Suzi's Blog

Orange Honey Syrup for Cornbread

A few days ago, I posted a recipe for chipotle cornbread to use in stuffing. Cornbread recipes came, literally, in all flavors. And all cultures have adopted cornbreads. In Greece, they make cornbreads called bobota. The Greeks thankfully  bear us gifts. Cornbread can be dry. You’ve surely had some that seem to be as delicate as hay. Hence, the rage to add all kinds of things to improve cornbread flavor and texture: honey, creamed corn, peppers, onions, bacon, … You see some creamed corn kernels in that picture above.

The Greek solution for making cornbread delicious is to add flavor and liquid. This orange-honey syrup is made and poured into holes that have been poked in a freshly baked bobota. The result is sticky. And sweet. You don’t need butter when you do this, but you are of course free to add it on. And, you don’t need a bobota either. You can employ this syrup with any cornbread.

We’ve used this syrup with the chipotle cornbread to produce a rich amalgam of flavors. This is definitely finger lickin’.

This recipe calls for the juice of one orange, plus enough water to make 1 cup. I prefer not to have any water and simply make it all juice. It’s stickier and sweeter.

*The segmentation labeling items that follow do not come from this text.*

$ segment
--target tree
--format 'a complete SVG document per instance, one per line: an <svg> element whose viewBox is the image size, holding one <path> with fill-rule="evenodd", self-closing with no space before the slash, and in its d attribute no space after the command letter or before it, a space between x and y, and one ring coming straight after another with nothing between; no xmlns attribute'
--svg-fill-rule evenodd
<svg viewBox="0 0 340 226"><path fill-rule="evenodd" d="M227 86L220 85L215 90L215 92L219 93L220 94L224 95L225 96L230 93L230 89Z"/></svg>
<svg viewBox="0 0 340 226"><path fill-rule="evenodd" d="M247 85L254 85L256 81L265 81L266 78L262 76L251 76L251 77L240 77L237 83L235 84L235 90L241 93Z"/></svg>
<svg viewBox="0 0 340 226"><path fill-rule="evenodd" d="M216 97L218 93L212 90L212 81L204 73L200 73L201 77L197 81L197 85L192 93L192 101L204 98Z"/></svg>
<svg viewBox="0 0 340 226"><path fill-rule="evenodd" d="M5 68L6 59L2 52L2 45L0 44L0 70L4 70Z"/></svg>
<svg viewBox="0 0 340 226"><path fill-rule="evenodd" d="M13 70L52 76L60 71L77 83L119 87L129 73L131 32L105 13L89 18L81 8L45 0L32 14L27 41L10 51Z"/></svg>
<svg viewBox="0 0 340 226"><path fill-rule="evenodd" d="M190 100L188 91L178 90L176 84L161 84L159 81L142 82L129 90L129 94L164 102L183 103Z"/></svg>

This recipe is from the Cornbread Gospels, a book I have fallen in love with. It’s winter here in New York, really winter. Cornbread can put a smile on your face for breakfast, as a side at lunch, and surely at dinner. You’ll see some more wonderful ideas from Cornbread Gospels over the coming cold months.

 

Orange Honey Syrup

Yield: 1 ½ cups

Ingredients:

  • ½ cup honey
  • 3 tablespoons honey
  • Juice from one orange plus water to equal 1 cup
  • Finely grated zest of 1 orange, preferably organic
  • 6 whole cloves

Preparation:

Combine all the ingredients in a medium saucepan. Bring to a boil, turn the heat down to a simmer, and cook until the sugar is dissolved and the mixture is a thin syrup, about 4 minutes. Let the syrup cool to room temperature. Remove the cloves and pour the syrup over the cornbread.